Dari 22 tersangka yang diamankan, dua di antaranya adalah residivis yang kembali terlibat penyalahgunaan narkotika meski sebelumnya sudah menjalani hukuman penjara.
Kasat Narkoba Polresta Bogor Kota, AKP Ali Jupri, menjelaskan, operasi yang digelar pada 6–15 November 2025 ini mengungkap 20 kasus tindak pidana narkotika dan obat-obatan terlarang, mulai dari sabu, ganja, hingga tembakau sintetis dan psikotropika.
Dua residivis, F alias Cemen (36) dan A (29), sebelumnya pernah dipenjara karena kasus narkotika. Cemen pernah dihukum 4 tahun terkait kasus ganja pada 2014 dan 3 tahun pada 2020 karena sabu, sementara A menjalani 5 tahun 3 bulan penjara akibat sabu pada 2016.
Salah satu pengungkapan terbesar adalah jaringan tembakau sintetis lintas kota dan provinsi. Penangkapan berawal dari FO (41) yang membawa lima bungkus tembakau sintetis dari RA (44).
Dari kontrakan RA di Baranangsiang, polisi menyita beberapa paket tembakau sintetis hasil produksi Cemen yang rencananya akan diedarkan ke Yogyakarta. Cemen kemudian ditangkap di Cikampek dengan barang bukti 207,5 gram bruto.

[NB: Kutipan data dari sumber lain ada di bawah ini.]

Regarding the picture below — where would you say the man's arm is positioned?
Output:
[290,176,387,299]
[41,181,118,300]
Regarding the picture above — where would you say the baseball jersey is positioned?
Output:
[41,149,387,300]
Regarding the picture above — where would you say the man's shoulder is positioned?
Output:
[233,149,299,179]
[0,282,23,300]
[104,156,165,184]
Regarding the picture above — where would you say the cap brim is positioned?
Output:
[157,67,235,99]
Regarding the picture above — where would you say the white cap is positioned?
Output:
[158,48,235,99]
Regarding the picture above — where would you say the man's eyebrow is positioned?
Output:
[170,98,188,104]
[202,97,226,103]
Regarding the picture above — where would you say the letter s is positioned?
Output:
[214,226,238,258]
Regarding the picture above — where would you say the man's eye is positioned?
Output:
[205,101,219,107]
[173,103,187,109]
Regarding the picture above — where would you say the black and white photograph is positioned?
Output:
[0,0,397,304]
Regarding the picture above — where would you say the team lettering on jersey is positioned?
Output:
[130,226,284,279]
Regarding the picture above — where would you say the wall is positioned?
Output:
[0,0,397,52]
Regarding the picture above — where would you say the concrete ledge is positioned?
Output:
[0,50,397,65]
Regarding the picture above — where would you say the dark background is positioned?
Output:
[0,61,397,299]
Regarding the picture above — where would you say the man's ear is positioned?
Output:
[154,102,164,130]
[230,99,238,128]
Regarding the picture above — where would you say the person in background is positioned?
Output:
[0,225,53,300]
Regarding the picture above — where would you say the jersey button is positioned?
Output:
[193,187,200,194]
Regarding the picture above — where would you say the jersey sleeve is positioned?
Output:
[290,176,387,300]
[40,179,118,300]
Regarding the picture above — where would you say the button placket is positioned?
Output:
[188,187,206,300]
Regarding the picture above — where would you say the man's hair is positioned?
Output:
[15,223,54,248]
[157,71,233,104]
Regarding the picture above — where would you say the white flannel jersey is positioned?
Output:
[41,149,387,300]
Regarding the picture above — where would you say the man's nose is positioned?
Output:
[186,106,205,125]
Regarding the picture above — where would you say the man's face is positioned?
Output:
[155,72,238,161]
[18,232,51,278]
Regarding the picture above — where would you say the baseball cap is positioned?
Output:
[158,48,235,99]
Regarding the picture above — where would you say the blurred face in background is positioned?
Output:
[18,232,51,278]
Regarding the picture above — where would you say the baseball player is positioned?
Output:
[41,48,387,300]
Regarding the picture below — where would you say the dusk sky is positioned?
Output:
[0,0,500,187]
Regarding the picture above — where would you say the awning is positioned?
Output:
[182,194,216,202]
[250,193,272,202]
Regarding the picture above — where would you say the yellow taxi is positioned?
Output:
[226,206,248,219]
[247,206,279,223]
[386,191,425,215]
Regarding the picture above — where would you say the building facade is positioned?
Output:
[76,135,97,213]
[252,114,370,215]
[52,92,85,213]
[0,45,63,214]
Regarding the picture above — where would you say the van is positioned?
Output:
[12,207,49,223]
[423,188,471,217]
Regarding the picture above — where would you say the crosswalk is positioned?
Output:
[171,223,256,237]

“Dari pengungkapan ini, kami perkirakan sekitar 103 ribu jiwa terselamatkan dari potensi penyalahgunaan tembakau sintetis,” ujar AKP Ali Jupri di Mako Polresta Bogor Kota, Senin 17 November 2025.
Selain tembakau sintetis, polisi juga mengamankan sabu 102,16 gram, ganja 2 kilogram, obat keras 43.470 butir, dan psikotropika 575 butir.
Para tersangka dijerat berbagai pasal UU Narkotika, UU Kesehatan, dan UU Psikotropika dengan ancaman hukuman hingga puluhan tahun penjara.
“Polresta Bogor Kota mengimbau masyarakat aktif melaporkan setiap indikasi penyalahgunaan narkoba melalui WhatsApp Kapolresta di 0858891010,” pungkas Ali Jupri.